One day I was walking up and down, as I had seen Mr. Wright do, and talking to my friend "Baynes," when Aunt Deel called to me that I should bring the candle molds from the shed. I was keeper of the molds and greatly enjoyed the candle-making. First we strung the wicks on slender wooden rods--split and whittled by Uncle Peabody and me as we sat down by the stove in the evening. Then the wicks were let down into tin molds, each of which ended in a little inverted cone with a hole through its point. We carefully worked the wick ends through these perforations and drew them tight. When the mold was ready we poured in the melted tallow, which hardened in a few minutes. Later, by pulling the wooden rods, we loosened the candles and drew them out of the molds. They were as smooth and white as polished alabaster. With shears we trimmed the wick ends. The iron candlesticks were filled and cleaned of drippings and set on the little corner shelf above the sink.

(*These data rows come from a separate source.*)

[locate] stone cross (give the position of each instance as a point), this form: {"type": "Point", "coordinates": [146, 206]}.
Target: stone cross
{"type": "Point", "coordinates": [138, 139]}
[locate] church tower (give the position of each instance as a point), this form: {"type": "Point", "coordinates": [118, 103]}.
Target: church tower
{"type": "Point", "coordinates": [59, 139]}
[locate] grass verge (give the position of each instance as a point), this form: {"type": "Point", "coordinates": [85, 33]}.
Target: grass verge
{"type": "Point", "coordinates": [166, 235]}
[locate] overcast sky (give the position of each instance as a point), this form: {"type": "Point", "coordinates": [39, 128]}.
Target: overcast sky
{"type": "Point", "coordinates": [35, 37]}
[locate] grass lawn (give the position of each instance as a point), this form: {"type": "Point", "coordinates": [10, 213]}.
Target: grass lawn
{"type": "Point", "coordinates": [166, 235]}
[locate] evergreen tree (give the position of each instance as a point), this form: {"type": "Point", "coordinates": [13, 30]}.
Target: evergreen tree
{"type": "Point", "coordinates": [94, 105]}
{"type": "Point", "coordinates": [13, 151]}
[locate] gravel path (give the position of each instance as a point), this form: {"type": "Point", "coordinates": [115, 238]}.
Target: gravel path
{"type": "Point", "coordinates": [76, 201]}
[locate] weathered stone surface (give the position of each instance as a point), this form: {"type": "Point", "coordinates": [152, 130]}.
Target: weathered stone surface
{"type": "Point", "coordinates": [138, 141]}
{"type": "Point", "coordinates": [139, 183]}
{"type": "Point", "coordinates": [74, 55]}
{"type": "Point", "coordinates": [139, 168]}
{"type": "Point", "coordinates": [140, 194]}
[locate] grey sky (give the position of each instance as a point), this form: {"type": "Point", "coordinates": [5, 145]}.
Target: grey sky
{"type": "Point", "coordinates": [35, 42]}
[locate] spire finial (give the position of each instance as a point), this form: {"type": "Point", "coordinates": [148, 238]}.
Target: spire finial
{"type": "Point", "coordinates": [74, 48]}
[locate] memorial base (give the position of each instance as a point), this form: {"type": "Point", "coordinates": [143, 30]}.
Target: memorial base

When night fell again and the slender white shaft, rising above its base of iron, was crowned with yellow flame, I can think of nothing more beautiful in color, shape and symbolism. It was the torch of liberty and learning in the new world--a light-house on the sh.o.r.e of the great deep.

The work of the day ended, the candles were grouped near the edge of the table and my aunt's armchair was placed beside them. Then I sat on Uncle Peabody's lap by the fire or, as time went on, in my small chair beside him, while Aunt Deel adjusted her spectacles and began to read.

At last those of wearied bones and muscles had sat down to look abroad with the mind's eye. Their reason began to concern itself with problems beyond the narrow limits of the house and farm; their imaginations took the wings of the poet and rose above all their humble tasks.

I recall how, when the candles were lighted, storyteller, statesman, explorer, poet and preacher came from the far ends of the earth and poured their souls into ours. It was a dim light--that of the candles--but even to-day it shines through the long alley of these many years upon my pathway. I see now what I saw not then in the candle-light, a race marching out of darkness, ignorance and poverty with our little party in the caravan. Crowding on, they widened the narrow way of their stern religion.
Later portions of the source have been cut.